As Michelle Obama explained as she introduced the award and its 2020 recipient, Bey’s contributions to the world spanned lifting up fellow BET Awards staples Chloe x Halle, setting up an African fellowship and helping get clean water to vulnerable communities, and focusing on racial justice — all via her Beygood initiatives. But Bey — whom Obama referred to as “The Queen” in her remarks — also made a point to mention the importance of voting: “We have to vote like our life depends on it, because it does. So please continue to be the change you want to see.”
“Ever since she was a little girl in Houston, Beyoncé Knowles-Carter has been lighting up stages and gracing the world with her talent, with her generosity in spirit, and with her love for her community,” Obama prefaced the honor. “You can see it in everything she does, from her music that gives voice to Black joy and Black pain, to her activism that demands justice for Black lives.” Her intro was followed by a highlight of Bey’s activism and humanitarian work, then remarks from Bey herself.
“We have one more thing we have to do to walk in our true power, and that is to vote,” Beyoncé explained. “I’m encouraging you to continue to take action, continue to change and dismantle a racist and unequal system.
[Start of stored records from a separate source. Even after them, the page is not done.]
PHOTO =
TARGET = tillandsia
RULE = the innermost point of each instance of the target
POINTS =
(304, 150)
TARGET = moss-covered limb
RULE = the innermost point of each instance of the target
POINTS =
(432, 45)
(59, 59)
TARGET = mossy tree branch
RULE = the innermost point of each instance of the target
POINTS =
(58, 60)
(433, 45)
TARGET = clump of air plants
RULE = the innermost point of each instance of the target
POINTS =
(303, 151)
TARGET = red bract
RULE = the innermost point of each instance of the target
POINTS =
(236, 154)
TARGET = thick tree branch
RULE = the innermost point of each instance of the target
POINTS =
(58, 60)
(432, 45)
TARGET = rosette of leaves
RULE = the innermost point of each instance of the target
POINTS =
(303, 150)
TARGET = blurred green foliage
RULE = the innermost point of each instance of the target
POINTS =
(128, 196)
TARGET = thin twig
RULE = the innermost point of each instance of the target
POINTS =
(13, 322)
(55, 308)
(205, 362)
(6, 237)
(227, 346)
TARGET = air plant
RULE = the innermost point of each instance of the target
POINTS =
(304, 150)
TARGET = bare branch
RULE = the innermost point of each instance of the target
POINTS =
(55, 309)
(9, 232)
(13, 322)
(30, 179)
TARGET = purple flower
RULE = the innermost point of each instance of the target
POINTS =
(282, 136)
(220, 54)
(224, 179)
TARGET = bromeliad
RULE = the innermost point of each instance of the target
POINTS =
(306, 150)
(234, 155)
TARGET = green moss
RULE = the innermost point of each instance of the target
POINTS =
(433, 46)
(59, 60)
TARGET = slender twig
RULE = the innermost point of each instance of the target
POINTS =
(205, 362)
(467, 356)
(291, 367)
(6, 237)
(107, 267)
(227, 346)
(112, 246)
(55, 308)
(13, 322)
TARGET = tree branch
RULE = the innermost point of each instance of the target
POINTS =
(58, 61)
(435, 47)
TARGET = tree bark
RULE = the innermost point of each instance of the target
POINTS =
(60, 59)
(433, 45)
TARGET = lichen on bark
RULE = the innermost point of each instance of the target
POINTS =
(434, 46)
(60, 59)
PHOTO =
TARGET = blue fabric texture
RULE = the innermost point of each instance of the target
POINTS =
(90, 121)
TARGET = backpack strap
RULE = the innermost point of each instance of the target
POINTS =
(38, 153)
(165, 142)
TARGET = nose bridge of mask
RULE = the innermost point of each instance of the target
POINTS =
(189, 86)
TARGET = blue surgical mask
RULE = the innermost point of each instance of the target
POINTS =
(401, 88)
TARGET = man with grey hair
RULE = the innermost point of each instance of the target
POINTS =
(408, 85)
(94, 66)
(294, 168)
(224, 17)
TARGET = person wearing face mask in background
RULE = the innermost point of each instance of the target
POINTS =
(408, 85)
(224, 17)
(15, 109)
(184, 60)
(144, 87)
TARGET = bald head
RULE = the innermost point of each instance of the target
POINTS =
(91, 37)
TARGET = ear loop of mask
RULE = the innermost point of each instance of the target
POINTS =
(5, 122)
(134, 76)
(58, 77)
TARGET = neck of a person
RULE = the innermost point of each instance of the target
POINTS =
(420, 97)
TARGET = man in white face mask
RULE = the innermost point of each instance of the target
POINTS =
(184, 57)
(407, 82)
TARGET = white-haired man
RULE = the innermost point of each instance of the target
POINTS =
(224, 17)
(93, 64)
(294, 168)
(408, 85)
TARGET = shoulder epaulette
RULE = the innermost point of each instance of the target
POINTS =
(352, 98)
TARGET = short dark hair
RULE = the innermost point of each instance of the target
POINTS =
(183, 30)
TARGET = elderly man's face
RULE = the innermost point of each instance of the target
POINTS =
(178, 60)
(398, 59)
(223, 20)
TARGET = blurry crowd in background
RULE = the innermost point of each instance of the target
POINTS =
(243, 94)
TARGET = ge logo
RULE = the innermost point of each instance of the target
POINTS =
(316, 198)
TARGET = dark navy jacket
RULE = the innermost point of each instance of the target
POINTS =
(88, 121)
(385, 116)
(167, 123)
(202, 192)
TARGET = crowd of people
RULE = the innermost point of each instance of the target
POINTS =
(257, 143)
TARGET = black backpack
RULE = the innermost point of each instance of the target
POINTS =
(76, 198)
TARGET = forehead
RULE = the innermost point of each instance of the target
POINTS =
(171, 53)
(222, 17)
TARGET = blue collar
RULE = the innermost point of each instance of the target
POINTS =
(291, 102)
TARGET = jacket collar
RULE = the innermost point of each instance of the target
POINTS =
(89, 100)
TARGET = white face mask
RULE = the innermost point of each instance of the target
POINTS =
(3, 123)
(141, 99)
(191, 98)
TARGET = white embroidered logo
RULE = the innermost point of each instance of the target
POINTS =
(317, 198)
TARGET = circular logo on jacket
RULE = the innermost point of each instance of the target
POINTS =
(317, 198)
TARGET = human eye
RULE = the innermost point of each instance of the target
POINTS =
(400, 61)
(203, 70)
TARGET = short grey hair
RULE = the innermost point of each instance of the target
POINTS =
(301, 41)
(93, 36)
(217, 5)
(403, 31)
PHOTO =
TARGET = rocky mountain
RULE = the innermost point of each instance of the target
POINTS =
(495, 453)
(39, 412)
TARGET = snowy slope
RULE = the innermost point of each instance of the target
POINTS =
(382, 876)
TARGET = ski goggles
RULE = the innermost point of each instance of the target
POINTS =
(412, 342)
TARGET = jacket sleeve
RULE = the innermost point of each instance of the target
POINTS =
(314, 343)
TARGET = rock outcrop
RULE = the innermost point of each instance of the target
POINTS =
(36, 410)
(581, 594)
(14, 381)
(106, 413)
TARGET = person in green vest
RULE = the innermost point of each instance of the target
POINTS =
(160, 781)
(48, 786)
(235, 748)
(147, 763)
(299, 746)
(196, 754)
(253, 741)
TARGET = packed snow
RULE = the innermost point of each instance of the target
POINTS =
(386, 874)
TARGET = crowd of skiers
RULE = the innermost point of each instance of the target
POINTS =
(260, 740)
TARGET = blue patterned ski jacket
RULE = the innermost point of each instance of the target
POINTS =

We have to continue to do this together, continue to fight for each other and lift each other, because there are people banking on us staying at home during local elections and primaries happening in states across the country.”
Earlier this month, on Juneteenth, Beyoncé released a powerful new song called “Black Parade,” where she declared, “I can’t forget my history is her-story, yeah / Being Black, maybe that’s the reason why / They always mad, yeah, they always mad, yeah.” She also made history in May when her new verse on Megan Thee Stallion’s “Savage” hit No. 2 on the Billboard Hot 100, with Doja Cat and Nicki Minaj’s “Doja Cat” at No. 1 — marking the first time in the chart’s history that four Black women occupied the top spots.
Also on Sunday, Bey announced a new visual album called Black Is King, due to drop on Disney+ on July 31. According to a statement per NPR, the new project “reimagines the lessons of The Lion King for today’s young kings and queens in search of their own crowns.” (Bey voiced Nala in the 2019 CGI remake of The Lion King for Disney.) From its dynamic, explosive, colorful, and rich teaser trailer — available to view on her website — it looks like another odyssey from one of the most definitive artists (and humanitarians) of her generation.